M Dahmani souligna pour sa part que malgré une guerre civile atroce où des voisins voire des familles entières se sont déchirées, certains sont encore prêts à se battre pour la liberté. La solution, si elle ne réside pas, effectivement, dans l’organisation d’élections libres qui imposeraient magiquement la démocratie, consiste au moins à démanteler l’appareil autoritaire dont il a fait l’inventaire au début.
 
Il conclut enfin en exhortant les membres de l’immigration maghrébine en France et en Europe à inciter les gouvernements européens à réviser leur vision sur leurs homologues maghrébins. Étrangement, il promut la sénatrice Alima Boumédienne-Thiéry -Les Verts- en exemple à suivre, et rappela sans plus de précision qu’elle allait faire l’objet d’un procès à Nanterre pour incitation à la haine raciale.
 
 
Je retire de ces débat l’impression d’une lucidité dont nos journalistes et débateurs, paralysés par leurs tabous ou, plus prosaïquement, par la conviction que leurs compatriotes sont des monstres en puissance, susceptibles d’agresser leurs voisins maghrébins si on ne leur tient pas un discours "antiraciste", gagneraient à s’inspirer. Ce qui convient à légitimer le nationalisme algérien le plus obtus incarné par le président Bouteflika.

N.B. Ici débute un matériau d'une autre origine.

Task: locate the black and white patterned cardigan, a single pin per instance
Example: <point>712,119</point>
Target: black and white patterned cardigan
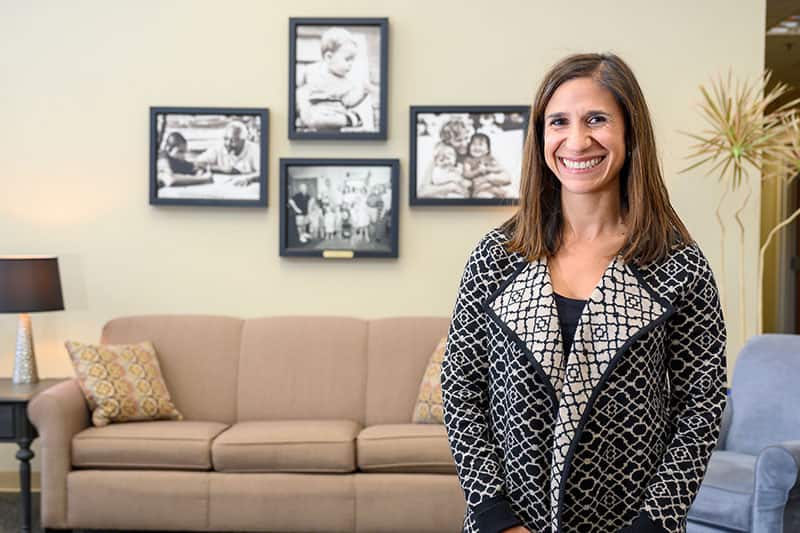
<point>623,435</point>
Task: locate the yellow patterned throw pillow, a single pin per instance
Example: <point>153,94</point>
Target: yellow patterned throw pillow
<point>429,401</point>
<point>122,382</point>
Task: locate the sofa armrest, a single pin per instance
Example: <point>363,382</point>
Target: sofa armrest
<point>58,413</point>
<point>777,473</point>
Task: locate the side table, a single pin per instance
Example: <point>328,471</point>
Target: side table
<point>15,427</point>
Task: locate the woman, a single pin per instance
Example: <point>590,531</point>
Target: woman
<point>583,379</point>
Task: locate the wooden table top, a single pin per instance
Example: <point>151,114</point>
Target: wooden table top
<point>11,392</point>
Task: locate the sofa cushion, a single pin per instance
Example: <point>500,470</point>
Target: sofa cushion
<point>122,382</point>
<point>287,446</point>
<point>302,368</point>
<point>405,448</point>
<point>199,357</point>
<point>725,496</point>
<point>429,408</point>
<point>399,350</point>
<point>162,444</point>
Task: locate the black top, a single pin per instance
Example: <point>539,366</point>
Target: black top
<point>569,312</point>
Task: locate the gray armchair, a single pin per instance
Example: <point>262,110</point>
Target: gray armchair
<point>751,484</point>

Quant à l’espoir…La tenue d’un tel débat est déjà en soi porteur d’espoir, et, cela vaut pour tous les pays, rien n’est jamais définitivement acquis ou perdu.
 
Pour en revenir à mon point de départ, on voit bien à quel point le film Hors la loi est une imposture. Vu l’état de la liberté d’expression en Algérie, les pressions qui ont lieu sur les voix qui déplaisent, et le discours du président Bouteflika, qui instruit chaque jour le procès de la France en génocide, comment croire une seule seconde que le gouvernement algérien a financé le film de Rachid Bouchareb par seul amour de l’art ?

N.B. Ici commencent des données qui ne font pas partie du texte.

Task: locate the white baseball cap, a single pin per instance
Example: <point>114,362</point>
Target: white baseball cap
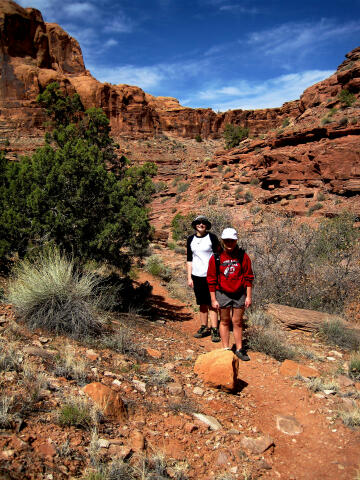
<point>229,234</point>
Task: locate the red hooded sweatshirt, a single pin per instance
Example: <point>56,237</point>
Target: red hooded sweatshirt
<point>233,277</point>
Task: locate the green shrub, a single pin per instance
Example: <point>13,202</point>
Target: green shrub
<point>78,412</point>
<point>156,267</point>
<point>313,208</point>
<point>343,121</point>
<point>346,98</point>
<point>234,134</point>
<point>354,366</point>
<point>65,193</point>
<point>303,267</point>
<point>47,292</point>
<point>268,341</point>
<point>248,196</point>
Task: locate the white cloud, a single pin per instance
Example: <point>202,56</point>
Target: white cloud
<point>78,9</point>
<point>299,37</point>
<point>250,96</point>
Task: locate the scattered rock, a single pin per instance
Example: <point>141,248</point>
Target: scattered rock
<point>137,441</point>
<point>152,352</point>
<point>106,399</point>
<point>209,421</point>
<point>198,391</point>
<point>175,389</point>
<point>257,445</point>
<point>140,386</point>
<point>291,369</point>
<point>288,424</point>
<point>218,369</point>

Pour information, le livre de Mme Kaci n’est toujours pas publié en Algérie, officiellement pour des raisons administrative : la procédure ISBN n’est pas bouclée…
 
Quelques ambiguïtés ressortent aussi du discours de M Dahmani, qui promeut un lobbying officiel des populations d’origine immigrée. Au risque de rendre crédible une théorie de la cinquième colonne, qui manipule la politique étrangère de la France. J’ignore l’ampleur du soutien offert par la sénatrice Alima Boumedienne-Thiéry à la cause des démocrates algériens. Mais on peut aussi constater qu’elle est également bien référencée par les très communautaristes oumma.com et indigènes de la république pour son lobbying pro-Palestinien. Il est vrai qu’on retombe par là dans les aberrations des Verts, qui font une distinction subtile entre le nationalisme français, mauvais, et le nationalisme palestinien, foncièrement bon.
Mais, au fait, pourquoi les Algériens, comme les Français d’ailleurs, devraient-ils porter sur leurs épaules tous les malheurs plus ou moins fantasmés des Palestiniens, et hurler à l’unisson des fanatiques qui font leur miel de ce conflit ?
 
Olivier Pierret


[1] Un prêtre l’a appris à ses dépends, qui est poursuivi pour avoir célébré une messe sans autorisation avec des migrants sub-sahariens.
[2] Autopsie du lynchage d’un noble par des paysans de Dordogne en 1870, sur fond de guerre entre la France et la Prusse.